We are wrapping up our 8th year of homeschool and I feel like I have finally achieved balance as both mom and teacher. I can flow seamlessly from one role to the other and back again.
Balancing Mom as Teacher
Many homeschool moms feel like they are not being respected by their kids. Now, don’t get me wrong. I definitely don’t think anyone should tolerate being disrespected. However, I’m not sure kids realize they are acting disrespectfully.
I think it is important to identify what specific behaviors seem disrespectful. Children walking around during lessons, interrupting family read alouds, and whining about school work can all feel disrespectful to homeschool moms because our kids wouldn’t do that in a public classroom. The thing is, I don’t think our kids mean these behaviors as a sign of disrespect.
Many homeschool children have never attended public school. They don’t know that getting out of your seat or talking when the teacher is talking are considered unacceptable. I once explained to my son, who has always been homeschooled, that kids in classrooms need permission and a ‘bathroom pass’ to go to the bathroom during class. He thought that seemed very weird. In our homeschool, it would be very weird. Homeschool is his frame of reference for all things ‘school’.
How do public school kids know to stay quietly in their seats – even if they don’t feel like it? Peer pressure. If the 30 other students are acting one way, you probably will too.
Now all of this isn’t to say that you need to allow these behaviors to continue if they bother you.

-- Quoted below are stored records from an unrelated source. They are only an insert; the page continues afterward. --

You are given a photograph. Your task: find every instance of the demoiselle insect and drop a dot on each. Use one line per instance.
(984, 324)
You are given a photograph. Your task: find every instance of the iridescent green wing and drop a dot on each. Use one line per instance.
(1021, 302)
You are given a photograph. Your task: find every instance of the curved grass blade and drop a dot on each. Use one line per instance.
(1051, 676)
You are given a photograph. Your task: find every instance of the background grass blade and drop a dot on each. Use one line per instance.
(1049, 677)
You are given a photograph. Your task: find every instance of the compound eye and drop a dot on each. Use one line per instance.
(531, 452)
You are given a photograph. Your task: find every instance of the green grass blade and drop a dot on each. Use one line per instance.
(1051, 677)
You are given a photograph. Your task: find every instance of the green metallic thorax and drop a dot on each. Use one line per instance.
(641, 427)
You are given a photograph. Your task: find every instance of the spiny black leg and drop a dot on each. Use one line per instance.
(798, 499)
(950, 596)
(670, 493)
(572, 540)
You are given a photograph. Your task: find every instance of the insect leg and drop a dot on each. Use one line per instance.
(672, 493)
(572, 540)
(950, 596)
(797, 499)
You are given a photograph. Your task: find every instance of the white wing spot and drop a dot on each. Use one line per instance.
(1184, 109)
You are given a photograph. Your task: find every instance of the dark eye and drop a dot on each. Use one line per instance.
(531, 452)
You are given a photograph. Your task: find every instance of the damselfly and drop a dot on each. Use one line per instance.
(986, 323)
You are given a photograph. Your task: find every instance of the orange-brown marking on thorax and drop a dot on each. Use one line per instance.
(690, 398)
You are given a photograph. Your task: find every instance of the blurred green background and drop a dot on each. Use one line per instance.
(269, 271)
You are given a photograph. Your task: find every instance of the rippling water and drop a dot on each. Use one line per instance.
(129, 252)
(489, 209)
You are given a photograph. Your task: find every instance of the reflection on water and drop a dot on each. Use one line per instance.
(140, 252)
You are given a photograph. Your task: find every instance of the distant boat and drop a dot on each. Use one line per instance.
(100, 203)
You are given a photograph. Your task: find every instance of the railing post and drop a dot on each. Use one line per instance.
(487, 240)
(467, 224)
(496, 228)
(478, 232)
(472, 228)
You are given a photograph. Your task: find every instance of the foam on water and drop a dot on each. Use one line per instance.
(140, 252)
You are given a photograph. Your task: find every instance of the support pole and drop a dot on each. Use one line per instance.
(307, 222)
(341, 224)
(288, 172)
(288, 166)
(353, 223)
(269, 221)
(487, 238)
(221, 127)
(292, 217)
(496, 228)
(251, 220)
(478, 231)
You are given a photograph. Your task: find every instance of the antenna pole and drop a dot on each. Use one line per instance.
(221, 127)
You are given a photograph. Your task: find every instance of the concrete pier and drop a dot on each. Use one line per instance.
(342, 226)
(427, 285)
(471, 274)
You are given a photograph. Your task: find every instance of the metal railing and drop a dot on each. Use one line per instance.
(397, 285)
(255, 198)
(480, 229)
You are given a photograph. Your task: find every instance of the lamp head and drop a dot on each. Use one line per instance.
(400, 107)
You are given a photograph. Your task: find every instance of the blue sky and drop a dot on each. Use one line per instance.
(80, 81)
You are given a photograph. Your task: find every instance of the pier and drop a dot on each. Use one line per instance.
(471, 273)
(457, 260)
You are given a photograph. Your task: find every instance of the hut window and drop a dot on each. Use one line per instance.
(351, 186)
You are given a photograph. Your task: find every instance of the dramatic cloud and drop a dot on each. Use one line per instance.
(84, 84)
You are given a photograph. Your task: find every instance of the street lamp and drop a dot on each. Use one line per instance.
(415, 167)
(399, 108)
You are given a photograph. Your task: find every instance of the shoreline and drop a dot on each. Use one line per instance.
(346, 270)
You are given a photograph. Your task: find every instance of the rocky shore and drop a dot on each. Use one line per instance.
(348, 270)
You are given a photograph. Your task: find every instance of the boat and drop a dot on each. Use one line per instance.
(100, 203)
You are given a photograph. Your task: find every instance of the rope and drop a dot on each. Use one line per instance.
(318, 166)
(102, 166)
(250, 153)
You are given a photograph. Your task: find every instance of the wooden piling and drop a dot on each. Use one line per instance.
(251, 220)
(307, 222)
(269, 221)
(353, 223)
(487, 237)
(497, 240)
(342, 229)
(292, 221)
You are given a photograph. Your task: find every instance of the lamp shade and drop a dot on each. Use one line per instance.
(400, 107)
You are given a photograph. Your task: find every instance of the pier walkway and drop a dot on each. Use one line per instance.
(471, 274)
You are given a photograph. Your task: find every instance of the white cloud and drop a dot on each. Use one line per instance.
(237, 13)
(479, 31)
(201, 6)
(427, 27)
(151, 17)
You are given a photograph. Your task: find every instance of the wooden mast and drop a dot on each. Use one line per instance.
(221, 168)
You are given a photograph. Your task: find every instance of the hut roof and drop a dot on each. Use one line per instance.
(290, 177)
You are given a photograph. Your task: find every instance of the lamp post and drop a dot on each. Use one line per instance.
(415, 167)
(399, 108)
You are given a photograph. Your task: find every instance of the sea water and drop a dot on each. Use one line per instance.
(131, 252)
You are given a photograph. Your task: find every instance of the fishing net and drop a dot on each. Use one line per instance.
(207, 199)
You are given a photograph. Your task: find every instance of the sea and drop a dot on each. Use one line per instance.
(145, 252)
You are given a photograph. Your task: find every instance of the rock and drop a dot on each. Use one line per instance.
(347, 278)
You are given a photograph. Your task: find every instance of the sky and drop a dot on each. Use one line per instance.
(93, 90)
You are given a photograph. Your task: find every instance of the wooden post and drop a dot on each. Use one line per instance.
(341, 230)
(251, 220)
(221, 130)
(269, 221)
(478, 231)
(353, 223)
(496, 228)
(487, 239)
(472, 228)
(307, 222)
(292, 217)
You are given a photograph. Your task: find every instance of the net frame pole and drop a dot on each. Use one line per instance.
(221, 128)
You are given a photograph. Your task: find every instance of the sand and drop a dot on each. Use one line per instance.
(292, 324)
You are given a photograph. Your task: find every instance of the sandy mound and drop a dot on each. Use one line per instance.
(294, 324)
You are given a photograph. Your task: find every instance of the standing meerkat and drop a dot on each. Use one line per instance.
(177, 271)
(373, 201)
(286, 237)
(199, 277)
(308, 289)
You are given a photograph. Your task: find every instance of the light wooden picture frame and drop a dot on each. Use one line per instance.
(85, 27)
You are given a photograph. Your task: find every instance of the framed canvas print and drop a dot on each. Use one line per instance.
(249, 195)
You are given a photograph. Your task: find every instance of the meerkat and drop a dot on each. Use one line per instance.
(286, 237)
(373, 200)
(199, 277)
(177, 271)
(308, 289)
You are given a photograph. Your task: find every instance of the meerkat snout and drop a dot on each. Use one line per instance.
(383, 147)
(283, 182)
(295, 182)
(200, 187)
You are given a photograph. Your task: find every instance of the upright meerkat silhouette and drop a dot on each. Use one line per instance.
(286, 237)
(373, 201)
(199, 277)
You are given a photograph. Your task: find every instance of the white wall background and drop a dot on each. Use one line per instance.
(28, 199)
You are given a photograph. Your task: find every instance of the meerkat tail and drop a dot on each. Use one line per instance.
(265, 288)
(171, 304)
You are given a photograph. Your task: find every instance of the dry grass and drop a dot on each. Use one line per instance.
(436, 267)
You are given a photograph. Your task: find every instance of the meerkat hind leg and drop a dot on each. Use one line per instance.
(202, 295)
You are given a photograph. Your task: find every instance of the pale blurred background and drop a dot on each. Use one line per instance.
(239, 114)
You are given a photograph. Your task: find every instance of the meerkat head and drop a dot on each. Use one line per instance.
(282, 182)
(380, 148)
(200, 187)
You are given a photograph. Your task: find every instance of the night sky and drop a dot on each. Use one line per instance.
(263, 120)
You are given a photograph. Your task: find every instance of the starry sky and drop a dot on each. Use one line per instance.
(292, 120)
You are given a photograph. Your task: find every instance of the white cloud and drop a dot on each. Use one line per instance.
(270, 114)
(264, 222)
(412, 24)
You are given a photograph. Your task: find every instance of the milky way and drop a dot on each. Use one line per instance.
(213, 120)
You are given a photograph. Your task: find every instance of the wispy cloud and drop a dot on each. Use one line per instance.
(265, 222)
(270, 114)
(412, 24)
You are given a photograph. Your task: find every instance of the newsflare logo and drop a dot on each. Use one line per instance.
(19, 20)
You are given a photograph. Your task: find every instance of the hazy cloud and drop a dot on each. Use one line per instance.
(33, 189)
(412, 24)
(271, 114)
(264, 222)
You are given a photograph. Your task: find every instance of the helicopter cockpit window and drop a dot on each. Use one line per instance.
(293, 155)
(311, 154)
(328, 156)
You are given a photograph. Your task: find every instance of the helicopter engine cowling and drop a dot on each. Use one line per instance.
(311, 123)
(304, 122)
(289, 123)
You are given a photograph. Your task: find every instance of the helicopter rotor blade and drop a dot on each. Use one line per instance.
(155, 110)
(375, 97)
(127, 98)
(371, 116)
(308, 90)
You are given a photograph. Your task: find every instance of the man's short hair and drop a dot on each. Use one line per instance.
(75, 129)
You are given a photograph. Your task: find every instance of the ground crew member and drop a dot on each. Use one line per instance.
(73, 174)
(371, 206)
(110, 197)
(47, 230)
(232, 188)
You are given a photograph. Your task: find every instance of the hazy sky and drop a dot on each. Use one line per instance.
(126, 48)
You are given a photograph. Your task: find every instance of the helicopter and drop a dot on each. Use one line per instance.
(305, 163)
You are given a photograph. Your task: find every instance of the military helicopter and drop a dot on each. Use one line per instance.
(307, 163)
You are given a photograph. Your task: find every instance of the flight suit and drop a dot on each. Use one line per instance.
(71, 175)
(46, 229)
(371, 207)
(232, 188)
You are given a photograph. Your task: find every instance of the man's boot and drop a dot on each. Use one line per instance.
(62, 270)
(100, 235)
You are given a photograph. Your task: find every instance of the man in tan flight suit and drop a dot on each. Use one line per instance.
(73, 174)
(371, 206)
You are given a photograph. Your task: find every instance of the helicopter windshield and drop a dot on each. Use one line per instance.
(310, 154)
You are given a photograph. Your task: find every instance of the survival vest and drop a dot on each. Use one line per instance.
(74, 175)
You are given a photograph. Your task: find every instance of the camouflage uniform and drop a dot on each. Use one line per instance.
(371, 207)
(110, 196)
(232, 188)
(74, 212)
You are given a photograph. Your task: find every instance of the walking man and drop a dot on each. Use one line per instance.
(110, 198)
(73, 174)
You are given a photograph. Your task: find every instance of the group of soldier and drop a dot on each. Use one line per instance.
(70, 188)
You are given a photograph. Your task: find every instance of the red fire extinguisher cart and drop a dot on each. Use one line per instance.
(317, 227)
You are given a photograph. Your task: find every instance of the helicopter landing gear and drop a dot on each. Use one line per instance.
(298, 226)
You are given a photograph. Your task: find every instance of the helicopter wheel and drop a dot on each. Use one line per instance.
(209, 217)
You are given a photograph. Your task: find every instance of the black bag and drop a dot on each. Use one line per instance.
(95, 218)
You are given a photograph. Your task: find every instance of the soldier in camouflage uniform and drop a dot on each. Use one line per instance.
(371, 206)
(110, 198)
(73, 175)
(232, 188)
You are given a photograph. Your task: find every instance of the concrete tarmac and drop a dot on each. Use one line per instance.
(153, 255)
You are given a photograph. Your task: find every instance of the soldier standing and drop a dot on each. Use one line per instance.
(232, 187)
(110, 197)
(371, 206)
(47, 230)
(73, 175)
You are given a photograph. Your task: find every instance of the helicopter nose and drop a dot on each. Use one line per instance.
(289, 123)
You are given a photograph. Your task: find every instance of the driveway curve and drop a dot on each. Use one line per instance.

You are mom and teacher so you are ultimately in control.
Decide what behaviors are disrespectful to you and then explain and set clear boundaries for the kids. Parent it the way you would any other misbehavior.
It can be so frustrating to be interrupted when you are in your teaching groove! Stopping a lesson to get someone a snack can make it hard to stay on track. More kids = more interruptions. Before you know it, it is time to make dinner, you have been interrupted 24 times, and you are feeling like you will never get a math lesson finished all in one sitting. Mom as teacher has a lot to do!
There are several ways to deal with interruptions:
- Set visual cues
- Plan ahead
- Stay consistent
Set visual cues
Visual cues are a great way for kids to see that mom is busy and shouldn’t be interrupted except in case of emergency. Some people choose to wear a certain hat, an apron, or even light up a tap light. It will still take a few reminders that you are busy, but visual cues go a long way to stopping the constant interruptions.
Just make sure to not wear the hat or leave the light on too long. Part of the balance of being mom and teacher is slipping in and out of those roles throughout the day. Kids do need an opportunity to talk to you without getting in trouble for interrupting. In my house, my kids are not allowed in the room while I am teaching math to their sibling. At the end of that lesson they are able to talk to me about any problems or needs before we move on to the next task.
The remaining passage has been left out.